The online pocket money site Roosterbank.com just released their first Pocket Money Index and they want to know what you think about all things pocket money.

Here's what they say about it: "The PMI is a fun glimpse into the habits of young pocket money earners on Roosterbank.com with some surprising results. Families give pocket money differently and ultimately it's up to you as to how you approach it. Roosterbank.com can help provide some structure along the way."

Please do take a look at the index and post what you think about it on this thread. If you give pocket money on a regular basis, Roosterbank.com would also like to know:

~ Do your DCs have to do anything to earn their pocket money? e.g. chores, completing a reward chart etc. If not, why not?

~ Are your DCs on par with the Index, above or below?

Every Mumsnetter who posts on this thread will be entered into a prize draw to win a first prize of a £150 Amazon Voucher and four runners up will win £20 vouchers each.

Roosterbank.com also have an exclusive offer for Mumsnetters - please do take a look at how it works and sign up here.
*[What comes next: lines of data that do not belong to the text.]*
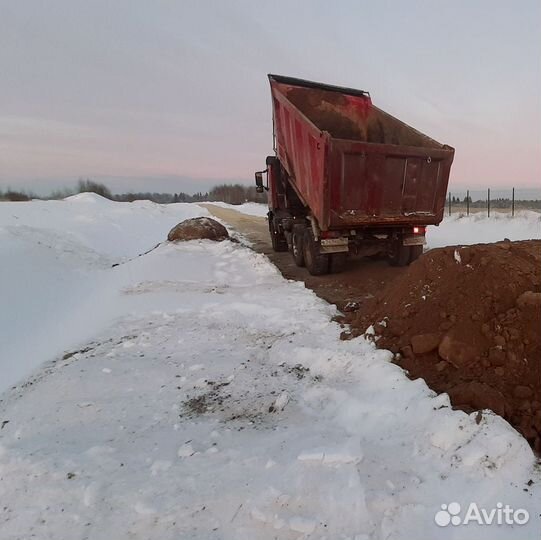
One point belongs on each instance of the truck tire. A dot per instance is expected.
(278, 240)
(400, 255)
(415, 253)
(337, 262)
(297, 250)
(316, 262)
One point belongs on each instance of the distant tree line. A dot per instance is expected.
(229, 193)
(499, 202)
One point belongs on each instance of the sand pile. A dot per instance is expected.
(468, 321)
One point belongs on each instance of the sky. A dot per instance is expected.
(173, 95)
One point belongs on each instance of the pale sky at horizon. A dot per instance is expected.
(173, 96)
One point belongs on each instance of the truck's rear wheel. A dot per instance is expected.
(316, 262)
(415, 252)
(337, 262)
(297, 249)
(278, 240)
(400, 255)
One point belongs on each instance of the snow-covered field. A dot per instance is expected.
(214, 399)
(478, 228)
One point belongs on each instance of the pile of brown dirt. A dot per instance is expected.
(198, 228)
(468, 321)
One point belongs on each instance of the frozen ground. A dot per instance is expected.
(219, 402)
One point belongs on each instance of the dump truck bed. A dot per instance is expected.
(352, 163)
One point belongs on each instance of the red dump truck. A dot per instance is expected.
(348, 179)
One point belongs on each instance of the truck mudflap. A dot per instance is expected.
(334, 245)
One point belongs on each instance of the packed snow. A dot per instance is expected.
(216, 400)
(478, 228)
(55, 267)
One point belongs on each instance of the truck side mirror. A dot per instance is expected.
(259, 182)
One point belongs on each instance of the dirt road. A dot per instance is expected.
(357, 283)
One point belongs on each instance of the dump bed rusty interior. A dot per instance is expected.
(353, 164)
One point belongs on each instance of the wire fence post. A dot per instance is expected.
(513, 204)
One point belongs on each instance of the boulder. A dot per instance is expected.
(475, 395)
(198, 228)
(456, 352)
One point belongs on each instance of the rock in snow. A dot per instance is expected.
(198, 228)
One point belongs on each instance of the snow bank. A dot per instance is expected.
(223, 404)
(55, 261)
(251, 209)
(478, 228)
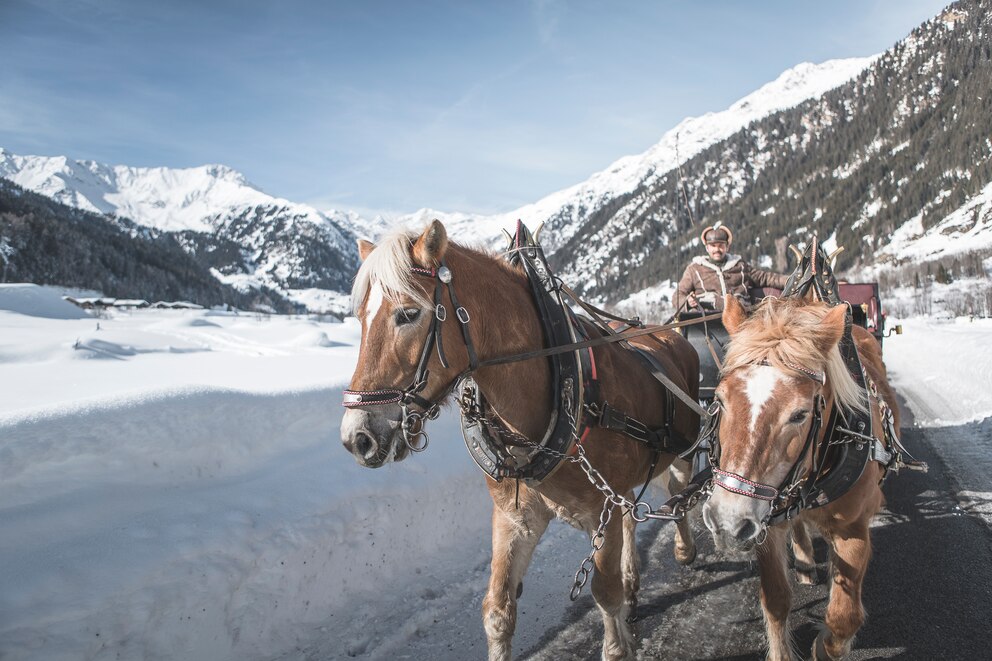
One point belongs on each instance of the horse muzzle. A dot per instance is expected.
(734, 531)
(373, 440)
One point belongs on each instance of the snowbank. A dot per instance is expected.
(35, 301)
(189, 497)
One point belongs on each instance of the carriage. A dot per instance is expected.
(579, 414)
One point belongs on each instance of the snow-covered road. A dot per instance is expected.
(172, 486)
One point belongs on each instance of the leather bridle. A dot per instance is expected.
(786, 499)
(413, 421)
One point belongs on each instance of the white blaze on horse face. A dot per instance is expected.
(759, 385)
(372, 304)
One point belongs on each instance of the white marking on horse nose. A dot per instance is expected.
(374, 303)
(758, 387)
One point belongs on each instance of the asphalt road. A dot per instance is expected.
(928, 592)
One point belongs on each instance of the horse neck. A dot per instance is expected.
(506, 322)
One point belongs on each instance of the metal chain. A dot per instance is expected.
(640, 511)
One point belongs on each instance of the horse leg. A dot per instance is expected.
(608, 591)
(845, 612)
(515, 535)
(679, 474)
(630, 563)
(802, 549)
(776, 593)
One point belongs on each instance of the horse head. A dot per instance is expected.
(782, 366)
(396, 296)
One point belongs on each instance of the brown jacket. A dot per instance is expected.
(710, 282)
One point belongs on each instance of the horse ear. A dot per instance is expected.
(733, 314)
(365, 248)
(832, 328)
(429, 249)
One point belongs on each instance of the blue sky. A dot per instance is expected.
(393, 106)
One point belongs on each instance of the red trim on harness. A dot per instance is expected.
(593, 377)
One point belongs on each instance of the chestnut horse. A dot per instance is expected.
(392, 298)
(782, 364)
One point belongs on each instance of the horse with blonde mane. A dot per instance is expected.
(497, 315)
(783, 371)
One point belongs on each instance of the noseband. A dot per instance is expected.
(783, 497)
(413, 421)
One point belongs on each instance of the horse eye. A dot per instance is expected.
(407, 316)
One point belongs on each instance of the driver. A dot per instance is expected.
(708, 279)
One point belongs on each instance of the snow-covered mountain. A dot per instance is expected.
(904, 144)
(565, 211)
(852, 149)
(248, 237)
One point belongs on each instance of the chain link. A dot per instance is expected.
(640, 511)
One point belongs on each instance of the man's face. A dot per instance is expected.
(717, 250)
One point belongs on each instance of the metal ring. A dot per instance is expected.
(412, 442)
(634, 511)
(410, 419)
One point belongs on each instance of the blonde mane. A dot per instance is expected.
(389, 266)
(783, 331)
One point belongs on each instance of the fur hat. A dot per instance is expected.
(717, 232)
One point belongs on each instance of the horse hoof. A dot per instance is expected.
(685, 557)
(820, 650)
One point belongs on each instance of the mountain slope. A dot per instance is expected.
(566, 211)
(46, 242)
(280, 244)
(906, 141)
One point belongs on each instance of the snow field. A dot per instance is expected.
(201, 506)
(172, 485)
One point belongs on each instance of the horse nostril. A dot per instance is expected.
(363, 444)
(746, 531)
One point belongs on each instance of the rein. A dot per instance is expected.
(413, 421)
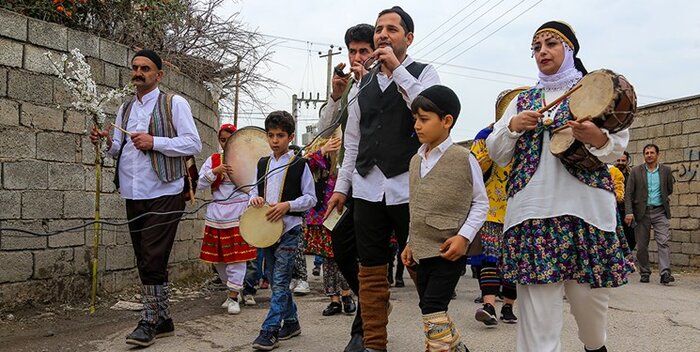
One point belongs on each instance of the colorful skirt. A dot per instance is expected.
(317, 241)
(225, 246)
(490, 235)
(545, 251)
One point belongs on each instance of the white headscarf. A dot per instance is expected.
(566, 76)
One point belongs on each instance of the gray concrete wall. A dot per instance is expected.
(47, 172)
(675, 127)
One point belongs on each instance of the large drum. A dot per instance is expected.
(242, 151)
(256, 230)
(605, 98)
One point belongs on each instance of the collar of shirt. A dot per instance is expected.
(436, 151)
(148, 97)
(407, 61)
(651, 171)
Thanks and good luck with the prize draw!
MNHQ

kotinka Fri 26-Apr-13 19:10:26

Message withdrawn at poster's request.

ThePskettiIncident Fri 26-Apr-13 19:14:45

My Ds isn't old enough for pocket money, but we have a "Days out" jar which I put change into and any little bits of cash from family. We save it up for a big day out to the zoo or a play farm.

I think we'll always have it. It feels like a good tradition.
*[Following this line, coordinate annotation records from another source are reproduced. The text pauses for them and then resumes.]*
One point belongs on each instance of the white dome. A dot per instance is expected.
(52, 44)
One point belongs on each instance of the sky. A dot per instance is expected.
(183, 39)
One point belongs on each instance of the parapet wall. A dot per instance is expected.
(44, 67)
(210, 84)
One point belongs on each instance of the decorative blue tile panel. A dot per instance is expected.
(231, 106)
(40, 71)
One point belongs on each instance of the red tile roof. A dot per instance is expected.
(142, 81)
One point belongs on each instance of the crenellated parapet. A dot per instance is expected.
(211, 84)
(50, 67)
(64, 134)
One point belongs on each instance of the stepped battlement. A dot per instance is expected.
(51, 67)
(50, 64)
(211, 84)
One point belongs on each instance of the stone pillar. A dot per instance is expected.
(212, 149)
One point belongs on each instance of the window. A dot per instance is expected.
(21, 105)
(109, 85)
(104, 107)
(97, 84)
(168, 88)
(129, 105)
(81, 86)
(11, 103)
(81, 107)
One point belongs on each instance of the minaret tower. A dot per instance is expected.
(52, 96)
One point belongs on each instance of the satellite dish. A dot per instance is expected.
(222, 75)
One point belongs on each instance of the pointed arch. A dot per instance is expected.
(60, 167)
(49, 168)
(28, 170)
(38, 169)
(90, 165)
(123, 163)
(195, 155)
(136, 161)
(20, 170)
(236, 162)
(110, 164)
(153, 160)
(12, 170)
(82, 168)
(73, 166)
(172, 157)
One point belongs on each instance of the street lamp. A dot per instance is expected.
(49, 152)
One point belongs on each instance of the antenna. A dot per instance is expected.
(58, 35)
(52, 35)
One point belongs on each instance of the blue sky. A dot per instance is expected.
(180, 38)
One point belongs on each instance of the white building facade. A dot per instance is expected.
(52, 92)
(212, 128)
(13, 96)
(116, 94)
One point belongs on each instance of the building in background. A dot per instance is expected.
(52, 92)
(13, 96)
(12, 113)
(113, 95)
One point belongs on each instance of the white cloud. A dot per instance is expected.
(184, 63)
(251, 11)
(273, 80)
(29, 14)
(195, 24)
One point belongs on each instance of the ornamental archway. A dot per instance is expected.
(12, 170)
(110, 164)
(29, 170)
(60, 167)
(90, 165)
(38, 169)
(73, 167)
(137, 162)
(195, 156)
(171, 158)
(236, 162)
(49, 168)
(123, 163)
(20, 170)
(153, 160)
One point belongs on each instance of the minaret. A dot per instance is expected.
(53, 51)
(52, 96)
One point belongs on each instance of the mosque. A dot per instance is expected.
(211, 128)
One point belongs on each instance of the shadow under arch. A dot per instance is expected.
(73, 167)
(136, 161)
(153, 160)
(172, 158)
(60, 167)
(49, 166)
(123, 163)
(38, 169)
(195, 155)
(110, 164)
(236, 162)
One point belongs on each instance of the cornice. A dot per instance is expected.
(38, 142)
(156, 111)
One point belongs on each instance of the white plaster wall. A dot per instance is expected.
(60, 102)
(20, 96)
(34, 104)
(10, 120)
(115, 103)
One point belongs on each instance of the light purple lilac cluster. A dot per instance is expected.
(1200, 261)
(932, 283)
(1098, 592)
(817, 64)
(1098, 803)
I like the idea of earner pocket money so will do that in the future.

ThePskettiIncident Fri 26-Apr-13 19:20:11

P.s I do love the idea of this site!

TippiShagpile Fri 26-Apr-13 19:23:34

My dc are 7 and 8 but neither get pocket money. I feel really mean now! blush

DD (3) doesn't get pocket money as such. She gets given money, usually between £2 - £5 when we are going somewhere and she can spend that on what she wants within reason. She doesn't get paid for household chores because they are part of living together as a family. She does get paid for extras like weeding, washing the car, recycling cans, or "helping" with DIY. Anything that is not a standard household chore earns her money. Of course, most of the jobs she does need me to go back and do them, though she is getting quite good at washing up. It's about instilling a work ethic more than actually expecting her to do the jobs well at the age of 3.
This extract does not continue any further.